Si chiamavano Tata, Giambarba, De Simone, De Liberis, Scocchera, Miozza, corsi, Vincelli, Montagano, De Lisio. Io li guardavo per sapere chi erano. E presto la storia di Pirro raggiunse anche i barbieri e i sarti e i calzolai.


Io non capivo. Ma più tardi lo seppi.


Si attribuisce a Livio la storia di Pirro morto in Argo per la tegola ricevuta sulla testa.
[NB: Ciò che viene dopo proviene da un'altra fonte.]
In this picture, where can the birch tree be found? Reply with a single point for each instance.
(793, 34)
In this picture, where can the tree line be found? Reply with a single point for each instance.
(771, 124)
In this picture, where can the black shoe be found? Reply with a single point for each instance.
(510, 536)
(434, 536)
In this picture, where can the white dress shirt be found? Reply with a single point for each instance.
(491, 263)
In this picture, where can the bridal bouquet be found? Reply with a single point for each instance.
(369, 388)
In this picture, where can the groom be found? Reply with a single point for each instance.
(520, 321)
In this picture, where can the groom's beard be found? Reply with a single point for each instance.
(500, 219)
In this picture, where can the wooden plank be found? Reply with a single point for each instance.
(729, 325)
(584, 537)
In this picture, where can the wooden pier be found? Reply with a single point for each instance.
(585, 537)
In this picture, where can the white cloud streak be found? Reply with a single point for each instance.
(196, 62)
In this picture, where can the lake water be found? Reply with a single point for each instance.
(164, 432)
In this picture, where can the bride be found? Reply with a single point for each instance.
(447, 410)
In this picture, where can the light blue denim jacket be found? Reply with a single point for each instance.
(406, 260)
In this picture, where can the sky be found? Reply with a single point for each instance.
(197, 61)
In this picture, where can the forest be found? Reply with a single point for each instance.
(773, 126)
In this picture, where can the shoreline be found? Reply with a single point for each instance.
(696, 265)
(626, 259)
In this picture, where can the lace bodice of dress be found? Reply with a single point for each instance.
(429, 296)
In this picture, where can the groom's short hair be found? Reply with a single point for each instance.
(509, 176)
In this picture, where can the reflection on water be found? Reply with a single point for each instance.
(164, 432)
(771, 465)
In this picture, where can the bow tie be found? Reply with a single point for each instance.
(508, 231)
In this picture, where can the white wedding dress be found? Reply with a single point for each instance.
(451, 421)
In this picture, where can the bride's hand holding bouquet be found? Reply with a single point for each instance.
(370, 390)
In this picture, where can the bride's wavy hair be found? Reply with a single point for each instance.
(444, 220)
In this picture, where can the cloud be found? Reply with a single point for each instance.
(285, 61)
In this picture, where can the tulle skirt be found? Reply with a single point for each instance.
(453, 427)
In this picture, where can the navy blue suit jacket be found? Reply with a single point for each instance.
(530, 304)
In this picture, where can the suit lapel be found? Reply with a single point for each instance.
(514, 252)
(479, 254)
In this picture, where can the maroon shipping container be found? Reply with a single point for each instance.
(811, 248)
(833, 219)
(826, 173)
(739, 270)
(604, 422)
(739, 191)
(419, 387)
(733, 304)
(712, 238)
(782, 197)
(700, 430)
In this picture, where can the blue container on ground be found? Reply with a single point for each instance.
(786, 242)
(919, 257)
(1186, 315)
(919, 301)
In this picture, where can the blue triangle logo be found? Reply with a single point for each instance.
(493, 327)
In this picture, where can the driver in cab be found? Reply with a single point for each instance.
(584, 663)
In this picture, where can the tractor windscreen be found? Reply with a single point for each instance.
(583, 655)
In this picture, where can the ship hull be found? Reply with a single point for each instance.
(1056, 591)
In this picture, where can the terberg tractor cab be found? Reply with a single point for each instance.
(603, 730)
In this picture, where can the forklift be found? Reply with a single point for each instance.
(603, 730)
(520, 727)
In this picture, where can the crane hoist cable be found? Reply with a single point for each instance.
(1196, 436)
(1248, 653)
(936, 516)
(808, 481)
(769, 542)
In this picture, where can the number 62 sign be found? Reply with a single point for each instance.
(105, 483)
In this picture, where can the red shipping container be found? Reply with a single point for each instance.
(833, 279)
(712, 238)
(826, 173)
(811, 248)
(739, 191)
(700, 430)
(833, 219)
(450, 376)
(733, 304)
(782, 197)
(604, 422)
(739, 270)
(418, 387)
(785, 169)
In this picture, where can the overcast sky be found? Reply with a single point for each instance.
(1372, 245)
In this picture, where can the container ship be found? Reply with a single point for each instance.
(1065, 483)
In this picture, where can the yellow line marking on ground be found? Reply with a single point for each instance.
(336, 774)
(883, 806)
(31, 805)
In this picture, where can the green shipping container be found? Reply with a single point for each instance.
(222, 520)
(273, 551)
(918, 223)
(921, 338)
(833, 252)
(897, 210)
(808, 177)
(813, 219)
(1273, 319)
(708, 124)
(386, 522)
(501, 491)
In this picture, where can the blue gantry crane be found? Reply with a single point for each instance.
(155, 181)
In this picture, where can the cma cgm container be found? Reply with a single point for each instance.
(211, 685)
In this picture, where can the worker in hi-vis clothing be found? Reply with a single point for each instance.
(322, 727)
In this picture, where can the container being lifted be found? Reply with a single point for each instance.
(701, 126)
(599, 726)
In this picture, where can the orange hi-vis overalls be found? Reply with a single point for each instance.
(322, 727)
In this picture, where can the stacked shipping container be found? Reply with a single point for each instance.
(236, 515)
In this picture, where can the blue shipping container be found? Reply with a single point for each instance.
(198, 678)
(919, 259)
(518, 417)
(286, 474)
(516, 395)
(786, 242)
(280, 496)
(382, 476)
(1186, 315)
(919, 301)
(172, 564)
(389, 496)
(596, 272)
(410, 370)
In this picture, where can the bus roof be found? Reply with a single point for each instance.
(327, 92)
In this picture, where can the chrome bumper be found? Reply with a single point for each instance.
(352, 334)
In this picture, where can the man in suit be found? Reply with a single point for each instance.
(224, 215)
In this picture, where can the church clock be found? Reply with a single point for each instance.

Ma nel Molise Pirro è popolare per un’altra ragione. I Sanniti, in una delle loro campagne contro Roma, si allearono con i Bruzi, i Lucani, i Piceni, i Messapi e i Salentini. La guerra era divampata tra Roma e Taranto, e Taranto ricorse all’aiuto dei popoli italici, e di Pirro re dell’Epiro. Pirro intervenne con le sue truppe (portava elefanti), e Roma ne ebbe timore. Ma stanco delle lungaggini della campagna se ne tornò in patria con un pretesto, e vi morì… con quella tegola in testa, appunto.  I Romani si rianimarono e decisero di dare una dura lezione ai confederati.


Invasero il Sannio. E da quel momento il Sannio divenne colonia romana. Il ricordo di Pirro, dunque, era legato alla perdita della libertà.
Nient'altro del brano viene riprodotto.